Learning through Internalization
Pith reviewed 2026-06-26 17:40 UTC · model grok-4.3
The pith
A simplified one-layer transformer first masters parity with chain-of-thought tokens then internalizes the computation into its weights as tokens are removed.
A machine-rendered reading of the paper's core claim, the machinery that carries it, and where it could break.
Core claim
For the task of learning parities, a simplified one-layer transformer provably first learns the target with explicit CoT supervision and then internalizes the autoregressive generation as CoT tokens are progressively removed, learning to directly compute the parity.
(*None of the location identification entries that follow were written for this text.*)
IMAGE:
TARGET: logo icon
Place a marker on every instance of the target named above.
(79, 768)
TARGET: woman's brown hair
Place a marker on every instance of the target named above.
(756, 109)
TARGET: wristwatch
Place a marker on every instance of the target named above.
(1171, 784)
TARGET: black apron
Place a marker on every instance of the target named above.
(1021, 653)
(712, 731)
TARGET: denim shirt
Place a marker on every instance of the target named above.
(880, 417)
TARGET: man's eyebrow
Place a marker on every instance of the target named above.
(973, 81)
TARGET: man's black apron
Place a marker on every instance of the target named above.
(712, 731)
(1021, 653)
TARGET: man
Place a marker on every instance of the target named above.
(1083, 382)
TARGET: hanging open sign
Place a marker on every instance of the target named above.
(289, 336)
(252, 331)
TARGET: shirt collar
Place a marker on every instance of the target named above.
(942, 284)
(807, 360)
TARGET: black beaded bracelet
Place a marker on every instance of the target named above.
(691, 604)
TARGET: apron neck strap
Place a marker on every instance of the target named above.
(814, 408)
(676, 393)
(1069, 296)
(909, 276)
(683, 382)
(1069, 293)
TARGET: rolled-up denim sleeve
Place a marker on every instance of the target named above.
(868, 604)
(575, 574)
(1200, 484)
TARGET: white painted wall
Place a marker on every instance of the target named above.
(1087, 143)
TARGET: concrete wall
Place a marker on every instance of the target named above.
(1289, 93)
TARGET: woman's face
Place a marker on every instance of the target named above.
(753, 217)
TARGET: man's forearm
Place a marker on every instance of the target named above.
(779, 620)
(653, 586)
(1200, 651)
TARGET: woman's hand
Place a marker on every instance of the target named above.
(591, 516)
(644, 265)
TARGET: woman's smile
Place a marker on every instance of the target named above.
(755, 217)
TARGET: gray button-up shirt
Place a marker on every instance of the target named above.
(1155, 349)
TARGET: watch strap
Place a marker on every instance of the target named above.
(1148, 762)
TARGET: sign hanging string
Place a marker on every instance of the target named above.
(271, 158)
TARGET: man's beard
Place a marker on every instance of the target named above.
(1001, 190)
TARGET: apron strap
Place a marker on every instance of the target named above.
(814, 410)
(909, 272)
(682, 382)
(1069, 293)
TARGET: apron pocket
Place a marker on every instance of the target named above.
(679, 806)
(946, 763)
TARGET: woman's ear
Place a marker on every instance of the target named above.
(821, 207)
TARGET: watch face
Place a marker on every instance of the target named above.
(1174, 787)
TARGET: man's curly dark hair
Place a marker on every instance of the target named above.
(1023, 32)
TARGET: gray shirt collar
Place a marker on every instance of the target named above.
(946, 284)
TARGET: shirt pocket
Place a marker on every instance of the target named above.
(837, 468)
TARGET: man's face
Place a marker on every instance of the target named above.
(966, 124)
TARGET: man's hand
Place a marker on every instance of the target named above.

This task is computationally hard to learn from data without CoT supervision.
What carries the argument
Internalization of chain-of-thought tokens, the process by which the model transitions from generating explicit reasoning tokens to encoding the required computation directly in its weights.
If this is right
- Internalization turns an otherwise intractable learning problem into a tractable one by first using explicit supervision.
- Different classes of semiautomata exhibit different degrees of resistance to internalization.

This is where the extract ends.